Kita belum mengetahui persis apa pasca musibah ini, RU VI Balongan dapat mempertahankan tingkat produksinya. Bila tidak, kita kehilangan produksi bbm sejumlah 16 persen. “Kita berdoa, agar hal ini tidak terjadi,” kata wakil rakyat dari Dapil III Provinsi Banten itu menanggapi insiden kebakaran kilang minyak Pertamina di Balongan.
Ditambahkan Wakil Ketua Fraksi Partai Keadilan Sejahtera (PKS) bidang Industri dan Pembangunan ini, sebelumnya PT Pertamina sudah berencana mengembangkan kilang-kilang yang ada dan menambah 2 kilang baru, yakni Kilang Tuban dengan kapasitas terpasang 300 ribu bph dan Kilang Bontang.
Mulyanto menilai, bila rencana ini sukses PT Pertamina diperkirakan akan mengolah minyak 2.2 juta bph dan mampu mencapai swasembada BBM di 2023. “Namun, rencana ini serasa mimpi. Pembangunan Kilang Tuban terus molor. “Kilang Bontang dibatalkan karena kekurangan lahan dan terakhir terjadi musibah kebakaran di Kilang Balongan,” kata Mulyanto.
Dia memperkirakan, bakal terus terjadi peningkatan impor BBM akibat sedikitnya jumlah dan kapasitas kilang kita. Dampaknya defisit transaksi berjalan dari sektor migas akan melonjak. “Dengan kebutuhan BBM hari ini yang sebesar 1.6 juta barel, maka praktis kekurangannya sebesar 800 ribu bph dipenuhi dari impor,” jelas Mulyanto.
Data Badan Pusat Statistik (BPS) menunjukkan, BBM olahan mendominasi defisit transaksi migas nasional USD 12 milyar di 2019. Pada sisi lain, 2050 Kementerian ESDM memperkirakan kebutuhan BBM nasional mencapai 4 juta bph.

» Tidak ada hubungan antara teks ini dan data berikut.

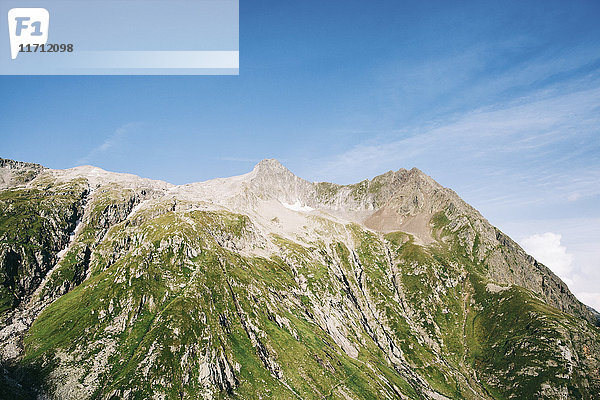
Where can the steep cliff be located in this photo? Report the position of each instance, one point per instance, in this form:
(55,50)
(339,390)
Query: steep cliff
(269,286)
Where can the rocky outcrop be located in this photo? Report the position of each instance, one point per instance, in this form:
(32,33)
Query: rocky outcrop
(269,286)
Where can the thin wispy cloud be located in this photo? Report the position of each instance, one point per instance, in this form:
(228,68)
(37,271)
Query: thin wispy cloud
(111,142)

Karen itu, dapat difahami kalau impor BBM dan defisit transaksi berjalan dari sektor migas terus meroket dan membahayakan ketahanan energi nasional. “Pemerintah harus serius menangani pengembangan dan pembangunan kilang baru BBM ini. Semakin hari, soal ini bertambah kritis. Pemerintah tidak boleh menunda-nunda, kalah dari mafia impor minyak,” demikian Dr H Mulyanto. (akhir)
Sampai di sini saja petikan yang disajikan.